Total cargo shipments on Trans-Pacific routes between China and the U.S. had shown an uptick in the first half of the year, and booked a further expansion of as much as 10% in July, company General Manager Wang Haimin told reporters Friday during the company’s earnings conference.
Overall demand for Chinese goods will not be slashed immediately after the tariffs are imposed, as the U.S. is expected to maintain stable economic growth, he said. Even in the unlikely event that the U.S. halts all imports from China, it would still have to import goods from other markets in Southeast Asia, a route over which COSCO has recently seen an uptick in volumes.
The shipping giant saw its cargo volume to and from emerging markets, including Southeast Asia, rise by 27% in the first six months of the year, surpassing the growth rate of its U.S. traffic.

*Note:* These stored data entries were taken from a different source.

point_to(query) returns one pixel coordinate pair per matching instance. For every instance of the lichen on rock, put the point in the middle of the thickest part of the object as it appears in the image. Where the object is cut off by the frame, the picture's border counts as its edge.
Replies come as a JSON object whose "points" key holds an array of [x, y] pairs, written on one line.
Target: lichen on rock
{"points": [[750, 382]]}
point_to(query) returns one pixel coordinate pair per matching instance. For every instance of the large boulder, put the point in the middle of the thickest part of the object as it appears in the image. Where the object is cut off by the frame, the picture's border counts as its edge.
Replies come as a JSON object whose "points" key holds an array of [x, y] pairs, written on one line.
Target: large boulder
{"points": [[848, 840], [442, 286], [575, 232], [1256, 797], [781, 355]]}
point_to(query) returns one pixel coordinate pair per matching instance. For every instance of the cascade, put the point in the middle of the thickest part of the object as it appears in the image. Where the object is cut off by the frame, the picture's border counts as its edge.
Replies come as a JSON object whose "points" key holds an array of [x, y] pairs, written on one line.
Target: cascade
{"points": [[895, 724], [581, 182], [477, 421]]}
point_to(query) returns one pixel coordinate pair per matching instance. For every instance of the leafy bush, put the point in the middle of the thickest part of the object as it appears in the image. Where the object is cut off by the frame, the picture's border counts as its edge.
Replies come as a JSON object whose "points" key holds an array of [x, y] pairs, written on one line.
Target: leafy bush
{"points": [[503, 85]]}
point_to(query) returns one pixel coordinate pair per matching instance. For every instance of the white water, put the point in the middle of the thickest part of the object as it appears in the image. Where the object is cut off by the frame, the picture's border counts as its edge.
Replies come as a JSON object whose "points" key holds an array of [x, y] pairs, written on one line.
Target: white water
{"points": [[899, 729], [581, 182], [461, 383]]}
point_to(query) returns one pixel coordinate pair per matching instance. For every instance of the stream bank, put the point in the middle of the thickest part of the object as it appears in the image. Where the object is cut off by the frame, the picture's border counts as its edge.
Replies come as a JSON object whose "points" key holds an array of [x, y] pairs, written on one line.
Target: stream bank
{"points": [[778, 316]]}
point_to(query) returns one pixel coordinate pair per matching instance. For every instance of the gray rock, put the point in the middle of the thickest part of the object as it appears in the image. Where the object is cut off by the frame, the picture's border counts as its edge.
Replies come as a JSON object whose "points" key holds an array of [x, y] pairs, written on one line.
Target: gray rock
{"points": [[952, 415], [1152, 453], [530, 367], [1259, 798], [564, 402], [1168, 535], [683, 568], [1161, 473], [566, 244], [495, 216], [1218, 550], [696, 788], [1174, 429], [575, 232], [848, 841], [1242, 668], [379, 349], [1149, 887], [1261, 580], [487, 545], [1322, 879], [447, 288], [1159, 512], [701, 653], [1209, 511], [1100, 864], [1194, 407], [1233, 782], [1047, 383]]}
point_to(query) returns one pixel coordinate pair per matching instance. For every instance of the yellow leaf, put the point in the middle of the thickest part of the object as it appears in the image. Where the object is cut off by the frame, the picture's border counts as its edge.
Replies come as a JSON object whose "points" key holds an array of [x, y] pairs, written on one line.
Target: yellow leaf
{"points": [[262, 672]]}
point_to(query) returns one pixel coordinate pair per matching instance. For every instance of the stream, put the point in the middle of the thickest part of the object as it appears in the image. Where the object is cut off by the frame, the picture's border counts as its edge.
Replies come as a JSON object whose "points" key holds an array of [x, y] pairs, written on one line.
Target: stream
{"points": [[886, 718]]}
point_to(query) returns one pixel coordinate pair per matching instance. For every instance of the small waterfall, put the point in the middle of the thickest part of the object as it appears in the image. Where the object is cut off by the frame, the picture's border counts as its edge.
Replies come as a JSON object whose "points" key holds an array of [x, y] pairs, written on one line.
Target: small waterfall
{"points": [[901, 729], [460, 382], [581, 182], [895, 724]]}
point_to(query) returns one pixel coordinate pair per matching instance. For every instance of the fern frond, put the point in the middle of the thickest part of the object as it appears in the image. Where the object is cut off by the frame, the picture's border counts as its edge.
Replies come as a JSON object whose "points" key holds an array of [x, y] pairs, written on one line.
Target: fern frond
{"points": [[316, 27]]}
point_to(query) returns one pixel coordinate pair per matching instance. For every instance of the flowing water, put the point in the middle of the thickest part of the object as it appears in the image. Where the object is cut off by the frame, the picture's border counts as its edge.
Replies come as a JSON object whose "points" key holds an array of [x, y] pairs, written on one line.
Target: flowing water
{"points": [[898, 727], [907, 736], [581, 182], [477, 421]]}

Wang said COSCO would continue its efforts to diversify its operational risks by expanding non-trans-Pacific routes.
On Thursday, the company announced that its first-half profit fell 97.8% to 40.8 million yuan ($6 million) as it grappled with higher costs and a slide in freight rates.
Revenues rose almost 4% to 45 billion yuan. Container shipping volumes amounted to 11.2 million TEUs, an increase of over 12% year-on-year.
In July, COSCO cleared a major hurdle in its planned $6.3 billion takeover of Hong Kong-based peer, Orient Overseas (International) Ltd., by gaining approval from U.S. authorities.
The deal will increase COSCO’s shipping fleet to around 400 vessels, making it the world’s third-largest, behind Danish conglomerate Maersk Line and Switzerland-based Mediterranean Shipping Co.
Orient Overseas is controlled by the family of Tung Chee-Hwa, Hong Kong’s first post-handover chief executive.